2017 yılı sonunda 696 sayılı KHK ile sağlık emekçilerinin taşerondan kadroya geçirilmesinde de ayrımcılık yaşandığının ve toplu iş sözleşmesinden yararlanamadıklarını hatırlatan Karakurt, şimdi bir de sağlık emekçilerinin bir kısmına ek ödeme verilip bir kısmına vermeyerek dışlanmakta olduklarını söyledi.
Karakurt sağlık emekçilerinin taleplerini ise 5 madde olarak aktardı.
Sağlık çalışanları arasında ayrımcılığa neden olan ek ödeme düzenlemesine, sağlık sisteminde yer alan tüm çalışanlar şartsız ve koşulsuz olarak dahil edilmelidir.
696 sayılı Kanun Hükmünde Kararname ile kadroya geçirilen ancak sendikal ve toplu sözleşme hakları uluslararası sözleşmelere, Anayasaya ve yasalara rağmen kısıtlanan ve verilmeyen haklar hemen verilmelidir. Bu statüde bulunan tüm çalışanların hak kayıpları gecikmeden mutlaka karşılanmalıdır.

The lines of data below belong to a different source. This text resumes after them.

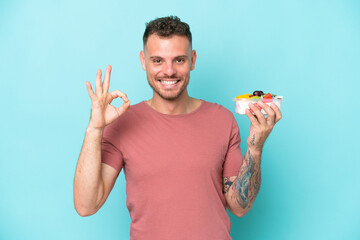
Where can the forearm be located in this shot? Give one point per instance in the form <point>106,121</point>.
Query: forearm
<point>246,186</point>
<point>88,185</point>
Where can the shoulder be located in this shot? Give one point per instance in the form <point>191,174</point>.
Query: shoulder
<point>219,111</point>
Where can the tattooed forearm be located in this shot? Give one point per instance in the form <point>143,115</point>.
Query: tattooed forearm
<point>247,184</point>
<point>253,140</point>
<point>227,182</point>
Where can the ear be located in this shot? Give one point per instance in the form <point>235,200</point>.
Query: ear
<point>193,60</point>
<point>142,60</point>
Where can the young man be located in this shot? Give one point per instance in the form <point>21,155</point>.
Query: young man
<point>181,156</point>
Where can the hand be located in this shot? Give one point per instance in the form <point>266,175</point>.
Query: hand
<point>261,127</point>
<point>102,113</point>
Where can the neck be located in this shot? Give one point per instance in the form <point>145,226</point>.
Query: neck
<point>182,105</point>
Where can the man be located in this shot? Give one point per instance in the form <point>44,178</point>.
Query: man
<point>181,156</point>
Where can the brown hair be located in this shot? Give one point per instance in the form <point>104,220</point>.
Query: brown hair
<point>167,27</point>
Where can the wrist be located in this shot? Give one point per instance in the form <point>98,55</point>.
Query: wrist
<point>255,151</point>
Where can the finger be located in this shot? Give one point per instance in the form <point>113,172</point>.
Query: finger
<point>277,112</point>
<point>98,87</point>
<point>106,83</point>
<point>123,108</point>
<point>89,88</point>
<point>252,118</point>
<point>271,114</point>
<point>117,93</point>
<point>258,114</point>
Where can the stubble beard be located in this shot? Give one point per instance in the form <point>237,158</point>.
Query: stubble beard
<point>168,98</point>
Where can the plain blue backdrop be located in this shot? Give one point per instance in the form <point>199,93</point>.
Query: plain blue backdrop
<point>307,51</point>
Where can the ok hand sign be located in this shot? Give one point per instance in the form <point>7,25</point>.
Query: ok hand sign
<point>102,112</point>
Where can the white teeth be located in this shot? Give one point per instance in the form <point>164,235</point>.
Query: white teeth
<point>168,82</point>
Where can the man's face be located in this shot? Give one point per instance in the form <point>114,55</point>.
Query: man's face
<point>168,62</point>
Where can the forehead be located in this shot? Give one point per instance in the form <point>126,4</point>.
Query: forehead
<point>167,46</point>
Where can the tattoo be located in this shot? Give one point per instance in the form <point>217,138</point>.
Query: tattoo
<point>247,185</point>
<point>253,140</point>
<point>227,182</point>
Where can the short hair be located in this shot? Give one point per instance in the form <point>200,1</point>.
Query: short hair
<point>167,27</point>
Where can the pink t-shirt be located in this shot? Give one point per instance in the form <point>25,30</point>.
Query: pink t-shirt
<point>174,166</point>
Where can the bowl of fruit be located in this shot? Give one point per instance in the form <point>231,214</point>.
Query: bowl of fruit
<point>242,101</point>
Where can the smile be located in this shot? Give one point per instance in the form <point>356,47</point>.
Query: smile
<point>169,82</point>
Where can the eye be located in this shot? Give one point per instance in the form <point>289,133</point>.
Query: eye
<point>156,61</point>
<point>180,60</point>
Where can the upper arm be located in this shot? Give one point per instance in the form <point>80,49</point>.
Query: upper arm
<point>109,176</point>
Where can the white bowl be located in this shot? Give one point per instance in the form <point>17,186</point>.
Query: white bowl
<point>243,103</point>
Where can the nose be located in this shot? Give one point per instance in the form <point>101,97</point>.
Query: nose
<point>169,69</point>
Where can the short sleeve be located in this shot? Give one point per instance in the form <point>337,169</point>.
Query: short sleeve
<point>110,154</point>
<point>234,157</point>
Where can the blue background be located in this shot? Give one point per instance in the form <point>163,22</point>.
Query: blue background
<point>307,51</point>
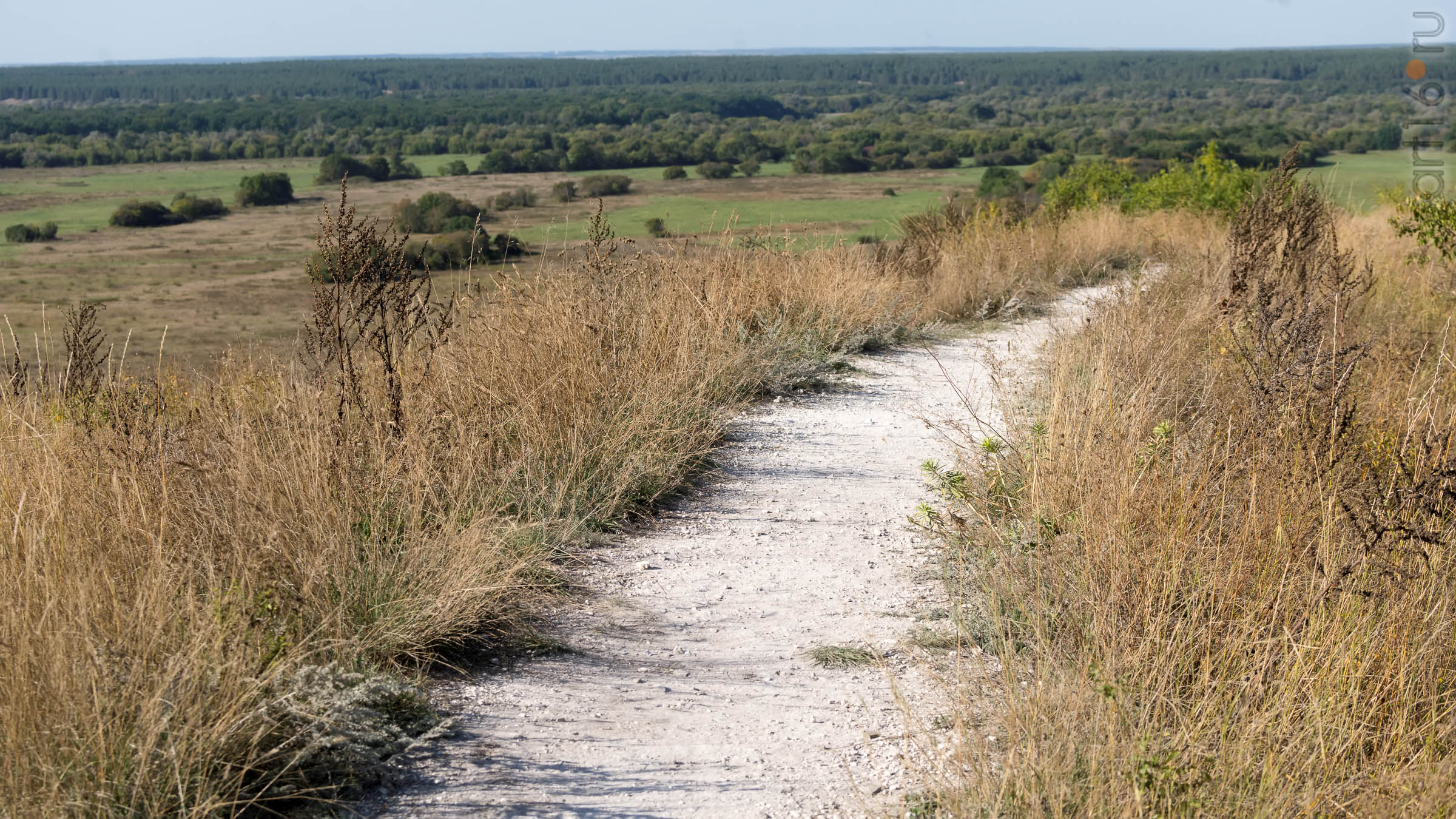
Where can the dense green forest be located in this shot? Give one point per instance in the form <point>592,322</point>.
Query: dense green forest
<point>826,113</point>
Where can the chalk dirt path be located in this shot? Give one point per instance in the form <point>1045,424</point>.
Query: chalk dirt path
<point>688,694</point>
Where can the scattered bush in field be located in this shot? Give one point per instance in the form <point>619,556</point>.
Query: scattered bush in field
<point>143,215</point>
<point>340,165</point>
<point>1050,167</point>
<point>190,209</point>
<point>31,232</point>
<point>450,251</point>
<point>606,186</point>
<point>268,189</point>
<point>564,191</point>
<point>401,169</point>
<point>499,162</point>
<point>1209,184</point>
<point>521,197</point>
<point>436,213</point>
<point>1431,219</point>
<point>715,169</point>
<point>1001,183</point>
<point>938,160</point>
<point>1088,186</point>
<point>831,158</point>
<point>376,168</point>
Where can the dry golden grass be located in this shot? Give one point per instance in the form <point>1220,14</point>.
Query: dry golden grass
<point>1191,622</point>
<point>209,581</point>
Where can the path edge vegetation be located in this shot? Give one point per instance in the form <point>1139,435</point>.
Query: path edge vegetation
<point>1212,550</point>
<point>219,588</point>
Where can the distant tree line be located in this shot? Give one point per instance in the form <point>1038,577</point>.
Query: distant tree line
<point>1337,70</point>
<point>890,111</point>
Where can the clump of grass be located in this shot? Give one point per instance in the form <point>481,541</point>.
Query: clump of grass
<point>932,640</point>
<point>841,656</point>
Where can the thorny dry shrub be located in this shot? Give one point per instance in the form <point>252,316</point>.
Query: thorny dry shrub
<point>210,585</point>
<point>1216,551</point>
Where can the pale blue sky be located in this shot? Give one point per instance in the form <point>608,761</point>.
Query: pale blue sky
<point>107,30</point>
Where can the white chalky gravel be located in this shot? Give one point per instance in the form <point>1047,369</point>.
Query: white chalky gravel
<point>688,694</point>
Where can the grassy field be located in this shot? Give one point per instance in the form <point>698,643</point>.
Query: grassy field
<point>239,280</point>
<point>1353,180</point>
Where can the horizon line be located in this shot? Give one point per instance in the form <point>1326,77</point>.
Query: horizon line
<point>628,55</point>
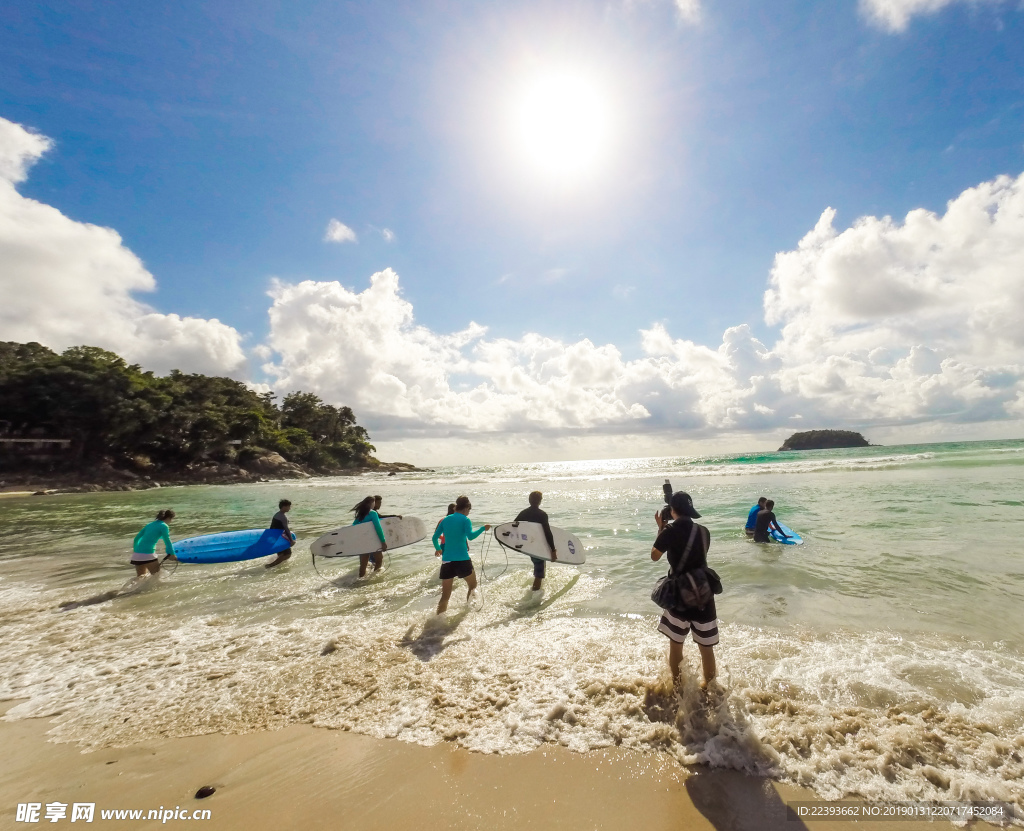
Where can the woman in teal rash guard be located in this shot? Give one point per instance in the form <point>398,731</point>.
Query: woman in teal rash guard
<point>458,530</point>
<point>365,513</point>
<point>144,547</point>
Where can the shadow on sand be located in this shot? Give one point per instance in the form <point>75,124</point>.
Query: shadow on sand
<point>431,640</point>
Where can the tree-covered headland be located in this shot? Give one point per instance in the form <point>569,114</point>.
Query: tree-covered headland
<point>116,413</point>
<point>823,440</point>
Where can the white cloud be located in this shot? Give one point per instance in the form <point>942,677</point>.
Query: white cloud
<point>338,231</point>
<point>907,320</point>
<point>689,10</point>
<point>884,323</point>
<point>66,282</point>
<point>894,15</point>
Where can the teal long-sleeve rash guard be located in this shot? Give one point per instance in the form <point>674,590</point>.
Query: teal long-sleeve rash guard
<point>458,531</point>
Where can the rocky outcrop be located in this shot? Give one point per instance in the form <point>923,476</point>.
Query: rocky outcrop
<point>130,474</point>
<point>824,440</point>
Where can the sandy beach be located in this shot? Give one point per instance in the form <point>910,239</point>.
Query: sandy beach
<point>303,777</point>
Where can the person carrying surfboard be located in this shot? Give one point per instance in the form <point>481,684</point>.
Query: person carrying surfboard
<point>365,513</point>
<point>766,520</point>
<point>280,523</point>
<point>144,545</point>
<point>458,530</point>
<point>439,550</point>
<point>535,514</point>
<point>752,518</point>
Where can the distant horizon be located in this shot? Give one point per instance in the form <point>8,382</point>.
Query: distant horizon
<point>531,230</point>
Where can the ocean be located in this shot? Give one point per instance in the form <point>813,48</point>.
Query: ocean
<point>882,659</point>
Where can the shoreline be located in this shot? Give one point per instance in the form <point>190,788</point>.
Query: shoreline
<point>29,483</point>
<point>306,777</point>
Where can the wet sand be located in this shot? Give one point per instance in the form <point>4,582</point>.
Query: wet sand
<point>304,777</point>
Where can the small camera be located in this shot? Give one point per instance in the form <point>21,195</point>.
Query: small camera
<point>667,511</point>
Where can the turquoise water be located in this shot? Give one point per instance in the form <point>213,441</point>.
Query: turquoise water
<point>885,657</point>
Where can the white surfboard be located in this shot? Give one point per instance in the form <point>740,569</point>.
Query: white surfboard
<point>528,538</point>
<point>352,540</point>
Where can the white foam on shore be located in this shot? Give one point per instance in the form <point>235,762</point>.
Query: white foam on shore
<point>864,713</point>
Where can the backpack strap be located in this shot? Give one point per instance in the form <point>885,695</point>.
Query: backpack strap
<point>686,551</point>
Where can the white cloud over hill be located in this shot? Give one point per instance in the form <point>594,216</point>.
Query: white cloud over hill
<point>66,282</point>
<point>885,322</point>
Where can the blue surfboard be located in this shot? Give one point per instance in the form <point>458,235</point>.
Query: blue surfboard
<point>230,547</point>
<point>794,537</point>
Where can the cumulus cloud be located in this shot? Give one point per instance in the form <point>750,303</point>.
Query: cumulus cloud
<point>911,319</point>
<point>894,15</point>
<point>689,10</point>
<point>366,349</point>
<point>68,282</point>
<point>886,322</point>
<point>338,231</point>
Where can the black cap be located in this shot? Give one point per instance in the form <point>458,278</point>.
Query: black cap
<point>683,505</point>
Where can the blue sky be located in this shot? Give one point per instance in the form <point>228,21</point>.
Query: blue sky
<point>219,139</point>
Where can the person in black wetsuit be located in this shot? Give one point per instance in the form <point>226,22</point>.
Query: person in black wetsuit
<point>280,523</point>
<point>701,624</point>
<point>766,519</point>
<point>535,514</point>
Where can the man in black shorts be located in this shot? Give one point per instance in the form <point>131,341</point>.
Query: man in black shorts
<point>535,514</point>
<point>702,623</point>
<point>280,523</point>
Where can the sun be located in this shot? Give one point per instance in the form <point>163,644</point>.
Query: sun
<point>560,125</point>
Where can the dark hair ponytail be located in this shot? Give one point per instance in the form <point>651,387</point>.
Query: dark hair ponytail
<point>363,508</point>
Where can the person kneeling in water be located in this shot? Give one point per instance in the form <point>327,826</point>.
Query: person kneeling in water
<point>280,523</point>
<point>767,521</point>
<point>752,518</point>
<point>144,545</point>
<point>458,530</point>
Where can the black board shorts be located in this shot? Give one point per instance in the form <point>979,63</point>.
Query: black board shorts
<point>700,623</point>
<point>457,568</point>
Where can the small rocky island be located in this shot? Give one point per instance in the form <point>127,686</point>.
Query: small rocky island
<point>823,440</point>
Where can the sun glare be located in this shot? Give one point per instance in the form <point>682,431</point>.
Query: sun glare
<point>561,126</point>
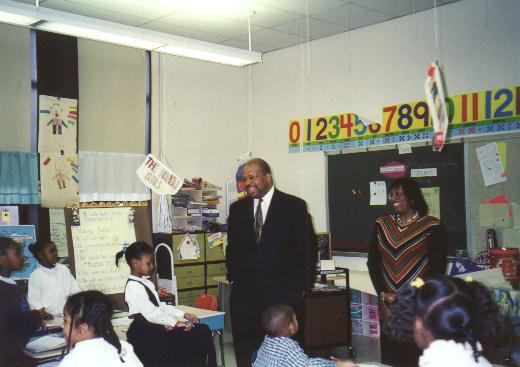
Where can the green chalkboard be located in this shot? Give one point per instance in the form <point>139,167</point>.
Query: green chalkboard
<point>351,217</point>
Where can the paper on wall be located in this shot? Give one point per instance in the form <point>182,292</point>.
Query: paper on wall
<point>189,248</point>
<point>423,172</point>
<point>404,148</point>
<point>58,231</point>
<point>9,216</point>
<point>59,180</point>
<point>515,209</point>
<point>494,215</point>
<point>378,193</point>
<point>432,197</point>
<point>100,236</point>
<point>502,151</point>
<point>57,125</point>
<point>158,177</point>
<point>491,164</point>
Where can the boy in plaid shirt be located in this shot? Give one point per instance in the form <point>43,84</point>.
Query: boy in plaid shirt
<point>279,350</point>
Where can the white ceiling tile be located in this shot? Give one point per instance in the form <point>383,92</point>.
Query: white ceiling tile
<point>300,6</point>
<point>94,12</point>
<point>396,8</point>
<point>266,16</point>
<point>185,32</point>
<point>317,28</point>
<point>149,9</point>
<point>210,24</point>
<point>352,16</point>
<point>270,37</point>
<point>245,45</point>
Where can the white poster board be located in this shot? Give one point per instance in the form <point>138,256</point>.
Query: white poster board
<point>99,237</point>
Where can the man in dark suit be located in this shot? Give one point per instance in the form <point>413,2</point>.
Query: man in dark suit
<point>271,256</point>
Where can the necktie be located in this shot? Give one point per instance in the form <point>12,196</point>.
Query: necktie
<point>259,221</point>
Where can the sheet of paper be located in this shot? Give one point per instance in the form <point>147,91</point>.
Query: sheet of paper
<point>515,209</point>
<point>327,265</point>
<point>494,215</point>
<point>9,216</point>
<point>59,180</point>
<point>490,278</point>
<point>502,151</point>
<point>189,248</point>
<point>404,148</point>
<point>58,231</point>
<point>423,172</point>
<point>432,197</point>
<point>378,193</point>
<point>491,164</point>
<point>100,236</point>
<point>511,238</point>
<point>57,125</point>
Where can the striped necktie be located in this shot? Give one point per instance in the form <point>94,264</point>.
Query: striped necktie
<point>259,221</point>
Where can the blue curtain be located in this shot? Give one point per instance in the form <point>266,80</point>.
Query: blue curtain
<point>19,178</point>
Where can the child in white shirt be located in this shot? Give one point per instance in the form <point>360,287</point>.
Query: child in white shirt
<point>87,326</point>
<point>50,283</point>
<point>161,335</point>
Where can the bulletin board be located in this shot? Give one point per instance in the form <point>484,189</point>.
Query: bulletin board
<point>506,194</point>
<point>352,218</point>
<point>143,232</point>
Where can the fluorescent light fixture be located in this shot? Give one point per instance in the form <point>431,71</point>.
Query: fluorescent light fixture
<point>97,35</point>
<point>120,34</point>
<point>16,19</point>
<point>18,14</point>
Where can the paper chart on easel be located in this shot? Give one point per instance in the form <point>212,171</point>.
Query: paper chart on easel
<point>100,235</point>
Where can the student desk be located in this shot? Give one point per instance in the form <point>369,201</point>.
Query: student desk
<point>213,319</point>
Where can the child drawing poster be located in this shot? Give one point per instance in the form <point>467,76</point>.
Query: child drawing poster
<point>24,235</point>
<point>59,180</point>
<point>58,124</point>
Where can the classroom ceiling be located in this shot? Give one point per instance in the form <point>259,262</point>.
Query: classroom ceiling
<point>275,24</point>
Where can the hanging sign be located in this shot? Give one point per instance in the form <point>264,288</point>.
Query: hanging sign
<point>486,112</point>
<point>158,177</point>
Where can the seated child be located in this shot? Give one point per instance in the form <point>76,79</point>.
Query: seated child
<point>51,282</point>
<point>87,326</point>
<point>452,320</point>
<point>161,335</point>
<point>16,327</point>
<point>278,349</point>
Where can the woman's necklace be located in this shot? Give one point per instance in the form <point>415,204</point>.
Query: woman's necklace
<point>405,222</point>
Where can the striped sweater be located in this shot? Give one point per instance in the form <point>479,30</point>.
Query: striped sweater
<point>399,254</point>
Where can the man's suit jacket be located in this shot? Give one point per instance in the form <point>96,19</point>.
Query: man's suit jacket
<point>285,258</point>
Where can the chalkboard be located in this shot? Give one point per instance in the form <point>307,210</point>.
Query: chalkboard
<point>351,217</point>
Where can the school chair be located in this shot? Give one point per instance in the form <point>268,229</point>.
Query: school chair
<point>210,302</point>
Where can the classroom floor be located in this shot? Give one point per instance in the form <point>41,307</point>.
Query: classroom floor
<point>368,350</point>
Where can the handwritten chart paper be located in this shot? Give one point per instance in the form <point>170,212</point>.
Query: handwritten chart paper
<point>58,231</point>
<point>491,164</point>
<point>100,236</point>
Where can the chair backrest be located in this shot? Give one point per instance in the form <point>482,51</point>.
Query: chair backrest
<point>206,302</point>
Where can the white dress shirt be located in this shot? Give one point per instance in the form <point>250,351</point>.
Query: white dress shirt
<point>266,201</point>
<point>138,301</point>
<point>7,280</point>
<point>99,353</point>
<point>50,288</point>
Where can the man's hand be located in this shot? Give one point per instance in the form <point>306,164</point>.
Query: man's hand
<point>192,317</point>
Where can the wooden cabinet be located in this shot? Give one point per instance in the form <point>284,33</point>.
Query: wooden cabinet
<point>327,319</point>
<point>194,276</point>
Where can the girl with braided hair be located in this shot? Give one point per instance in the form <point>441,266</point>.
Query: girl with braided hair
<point>87,326</point>
<point>455,322</point>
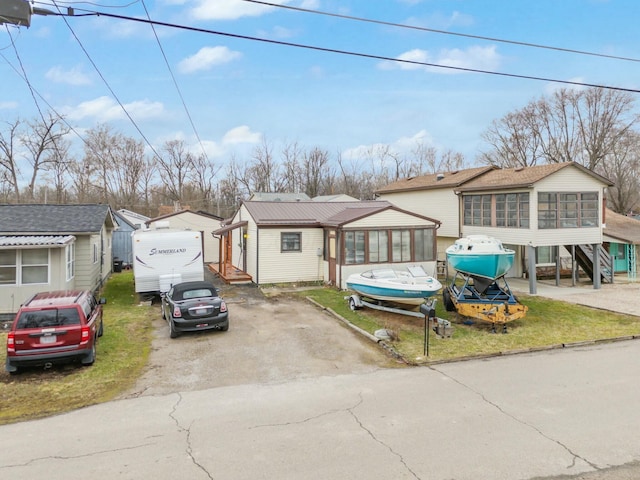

Tüm sağlık çalışanlarına hiçbir ayrım ve farklılık gözetmeden Covid-19 salgını süresince ek ödeme yapılmalıdır.
Tüm sağlık çalışanlarına, Covid-19 salgını sürecinde yürüttükleri özverili ve ağır çalışma koşulları dikkate alınarak emekliliklerinde geçerli olmak üzere yıpranma payı verilmelidir.
Covid-19 hastalığı tüm çalışanlar için meslek hastalığı olarak tanınmalıdır; bu hastalık nedeniyle geçici ya da sürekli iş göremezliği olanlar iş kazası geçirmiş sayılmalıdır.